Project 2

Question 1

Continuous Data: Numerical data that can take on a range of values and the difference/magnitude can be significant. An example would be temperature or someone’s age.
Ordinal Data: Numerical data where the order, not the value, is what’s important. An example would be the order in which people win a competition (1st place, 2nd place, etc.).
Nominal Data: Categorical data that can be represented by a number, but can also be represented by a categorical label. An example would be country, continent, and gender.
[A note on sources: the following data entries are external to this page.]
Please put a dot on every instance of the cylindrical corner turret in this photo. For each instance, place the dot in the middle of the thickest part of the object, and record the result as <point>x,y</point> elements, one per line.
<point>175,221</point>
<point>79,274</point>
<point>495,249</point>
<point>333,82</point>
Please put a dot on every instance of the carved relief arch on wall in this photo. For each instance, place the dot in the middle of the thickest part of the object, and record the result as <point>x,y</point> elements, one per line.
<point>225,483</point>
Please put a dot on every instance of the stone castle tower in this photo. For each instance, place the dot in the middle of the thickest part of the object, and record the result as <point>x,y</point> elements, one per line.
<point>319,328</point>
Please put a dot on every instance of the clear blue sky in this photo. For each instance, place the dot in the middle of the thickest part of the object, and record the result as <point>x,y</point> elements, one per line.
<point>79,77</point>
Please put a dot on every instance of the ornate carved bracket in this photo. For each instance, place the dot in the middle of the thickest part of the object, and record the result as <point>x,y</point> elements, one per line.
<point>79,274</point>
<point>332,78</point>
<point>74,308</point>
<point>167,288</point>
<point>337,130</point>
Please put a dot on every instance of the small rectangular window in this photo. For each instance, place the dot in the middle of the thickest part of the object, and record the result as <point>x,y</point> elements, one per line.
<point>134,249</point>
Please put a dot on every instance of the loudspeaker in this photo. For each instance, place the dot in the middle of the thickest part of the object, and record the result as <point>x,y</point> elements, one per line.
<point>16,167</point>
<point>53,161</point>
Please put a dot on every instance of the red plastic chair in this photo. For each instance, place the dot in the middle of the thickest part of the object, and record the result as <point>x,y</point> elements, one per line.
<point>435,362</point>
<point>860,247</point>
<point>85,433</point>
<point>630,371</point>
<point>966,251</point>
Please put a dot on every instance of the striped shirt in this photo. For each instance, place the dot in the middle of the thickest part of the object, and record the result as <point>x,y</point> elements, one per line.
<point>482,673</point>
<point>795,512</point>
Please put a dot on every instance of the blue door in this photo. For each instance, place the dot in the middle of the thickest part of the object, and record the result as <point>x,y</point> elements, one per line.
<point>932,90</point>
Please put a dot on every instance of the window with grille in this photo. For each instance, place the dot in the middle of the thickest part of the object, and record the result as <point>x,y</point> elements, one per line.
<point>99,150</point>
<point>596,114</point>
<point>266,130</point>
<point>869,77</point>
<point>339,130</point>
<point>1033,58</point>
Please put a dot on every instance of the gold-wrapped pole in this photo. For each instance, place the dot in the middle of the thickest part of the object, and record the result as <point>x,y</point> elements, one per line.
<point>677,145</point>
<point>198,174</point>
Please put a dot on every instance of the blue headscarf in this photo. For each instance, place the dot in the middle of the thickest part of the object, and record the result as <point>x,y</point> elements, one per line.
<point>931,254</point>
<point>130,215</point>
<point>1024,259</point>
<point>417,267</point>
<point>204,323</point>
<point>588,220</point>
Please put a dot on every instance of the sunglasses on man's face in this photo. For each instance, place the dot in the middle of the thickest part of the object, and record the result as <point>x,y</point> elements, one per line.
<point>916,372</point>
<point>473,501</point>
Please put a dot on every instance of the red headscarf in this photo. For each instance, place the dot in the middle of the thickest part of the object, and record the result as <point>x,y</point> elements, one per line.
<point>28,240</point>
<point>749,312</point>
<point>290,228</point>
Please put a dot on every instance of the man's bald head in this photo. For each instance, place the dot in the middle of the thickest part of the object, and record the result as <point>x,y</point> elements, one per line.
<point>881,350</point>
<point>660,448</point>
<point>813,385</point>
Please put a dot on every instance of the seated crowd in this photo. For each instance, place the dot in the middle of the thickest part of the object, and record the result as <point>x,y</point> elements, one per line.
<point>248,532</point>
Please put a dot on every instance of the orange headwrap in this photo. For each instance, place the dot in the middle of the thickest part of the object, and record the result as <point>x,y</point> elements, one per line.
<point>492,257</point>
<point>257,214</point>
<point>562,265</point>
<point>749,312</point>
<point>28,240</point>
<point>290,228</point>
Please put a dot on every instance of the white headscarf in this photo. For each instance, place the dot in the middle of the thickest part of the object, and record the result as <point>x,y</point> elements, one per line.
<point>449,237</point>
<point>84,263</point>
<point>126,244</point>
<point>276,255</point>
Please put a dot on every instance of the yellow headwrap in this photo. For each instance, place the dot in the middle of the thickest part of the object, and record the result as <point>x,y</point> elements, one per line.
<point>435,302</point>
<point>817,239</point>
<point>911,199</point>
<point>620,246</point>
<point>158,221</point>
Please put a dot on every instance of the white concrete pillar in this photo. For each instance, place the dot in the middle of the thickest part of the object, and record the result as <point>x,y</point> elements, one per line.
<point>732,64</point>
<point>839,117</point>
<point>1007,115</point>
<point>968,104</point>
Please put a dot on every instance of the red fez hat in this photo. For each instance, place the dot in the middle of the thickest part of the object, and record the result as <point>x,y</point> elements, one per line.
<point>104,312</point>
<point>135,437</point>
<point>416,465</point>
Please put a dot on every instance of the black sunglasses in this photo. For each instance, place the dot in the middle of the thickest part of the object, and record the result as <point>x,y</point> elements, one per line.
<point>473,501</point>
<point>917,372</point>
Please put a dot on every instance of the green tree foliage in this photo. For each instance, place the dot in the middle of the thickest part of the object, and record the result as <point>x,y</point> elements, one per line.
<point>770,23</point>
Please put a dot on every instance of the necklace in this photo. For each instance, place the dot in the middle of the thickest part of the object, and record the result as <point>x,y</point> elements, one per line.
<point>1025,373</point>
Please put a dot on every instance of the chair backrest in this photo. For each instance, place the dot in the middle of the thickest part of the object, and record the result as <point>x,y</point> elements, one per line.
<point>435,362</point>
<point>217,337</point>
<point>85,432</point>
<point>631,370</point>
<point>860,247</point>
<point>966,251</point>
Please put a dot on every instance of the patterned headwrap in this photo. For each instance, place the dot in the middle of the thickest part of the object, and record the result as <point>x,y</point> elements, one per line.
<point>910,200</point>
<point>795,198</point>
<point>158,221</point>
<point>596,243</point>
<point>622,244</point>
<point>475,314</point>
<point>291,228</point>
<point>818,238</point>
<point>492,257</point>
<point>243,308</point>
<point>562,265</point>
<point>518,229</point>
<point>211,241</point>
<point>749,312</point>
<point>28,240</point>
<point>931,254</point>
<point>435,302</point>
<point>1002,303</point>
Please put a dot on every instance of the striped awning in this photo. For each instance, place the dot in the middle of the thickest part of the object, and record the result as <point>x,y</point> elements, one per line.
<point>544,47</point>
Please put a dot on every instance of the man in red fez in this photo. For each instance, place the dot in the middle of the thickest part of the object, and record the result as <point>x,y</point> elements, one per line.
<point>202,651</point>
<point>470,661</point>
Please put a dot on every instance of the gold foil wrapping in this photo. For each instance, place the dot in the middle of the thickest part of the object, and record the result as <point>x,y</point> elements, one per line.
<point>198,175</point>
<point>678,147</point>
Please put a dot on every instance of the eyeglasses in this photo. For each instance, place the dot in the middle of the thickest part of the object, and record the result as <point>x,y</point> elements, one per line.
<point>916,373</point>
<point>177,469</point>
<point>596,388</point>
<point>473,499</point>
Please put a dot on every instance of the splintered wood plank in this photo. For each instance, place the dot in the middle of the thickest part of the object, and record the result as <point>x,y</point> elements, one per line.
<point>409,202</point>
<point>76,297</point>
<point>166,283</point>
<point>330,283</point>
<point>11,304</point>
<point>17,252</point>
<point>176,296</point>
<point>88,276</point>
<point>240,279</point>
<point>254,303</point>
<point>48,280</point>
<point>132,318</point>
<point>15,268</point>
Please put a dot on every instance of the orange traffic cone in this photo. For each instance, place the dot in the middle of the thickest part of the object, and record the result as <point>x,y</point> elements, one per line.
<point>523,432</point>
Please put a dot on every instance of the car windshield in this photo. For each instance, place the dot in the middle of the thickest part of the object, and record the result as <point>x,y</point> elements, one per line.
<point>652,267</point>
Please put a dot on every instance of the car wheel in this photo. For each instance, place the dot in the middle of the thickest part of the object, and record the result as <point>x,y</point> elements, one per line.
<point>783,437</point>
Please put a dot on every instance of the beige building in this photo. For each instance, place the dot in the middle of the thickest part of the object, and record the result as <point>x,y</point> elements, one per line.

My model looks at political party (nominal data), age (continuous data), geographic location (ordinal data), and education level (ordinal data). More specifically, it looks at education level and age as predictors for what political party a person might align with. An example of a prediction with each of these features and target would be that a young person (age 18 - 23) who lives in an urban area with a college level education would vote democrat whereas someone more middle-aged (age 50 - 55) who lives in a rural area with a high school level education might tend to vote republican. Other interesting features to consider would be race, income, sexuality, or gender.

Question 2

Approximating the 50th percentile

Mean: 0.4979341157825613 Median: 0.4939277566355549

alpha: 5.0 beta: 5.0

alt text

Right Skewed Plot

Mean: 0.16588161217678604 Median: 0.12074872930984337

alpha: 1.0 beta: 5.0

alt text

Left Skewed Plot

Mean: 0.9518371815427837 Median: 0.9549910605023373

alpha: 100.0 beta: 5.0

alt text

Question 3

Non scaled histogram looking at the life expectancy in 1952 and 2007:

alt text

Logarithmic transformation looking at the life expectancy in 1952 and 2007:

alt text

Looking at both of these graphs, I believe the plot that best represents the change in life expectancy in various countries in the year 1952 and 2007 is the second plot, or the logarithmic transformation plot, for two reasons. The first has to do with the existence of bins in the second plot and the absence of bins in the first plot. In the first plot the bars don’t totally line up, which makes it more difficult to adequately compare the two years we’re examining. In the second plot, the bars are exactly lined up; making it easier to see that for a specific life expectancy, the years have two different values. The second reason is that in the first plot, the data is scaled in a way that makes it hard to understand. With the logarithmic transformation, comparing the data of 1952 and 2007 becomes clearer, and the heterogeneity of the data becomes more apparent.

Question 4

Non scaled box plot looking at the population in all countries across all years in the dataset:

alt text

Logarithmic transformation looking at the population in all countries across all years in the dataset:

alt text

I believe it is very clear here that the second scaled graph is significantly easier to understand and interpret. In the first graph it’s hard to see the details of the box plot, meaning that crucial details like median, mean, and outliers are very difficult to discern. In the second box plot it’s much easier to see the median, mean, and all other features of the plot. This means that if someone wanted to look at my plot to understand the data plotted, the easily could without trying to read poorly scaled data.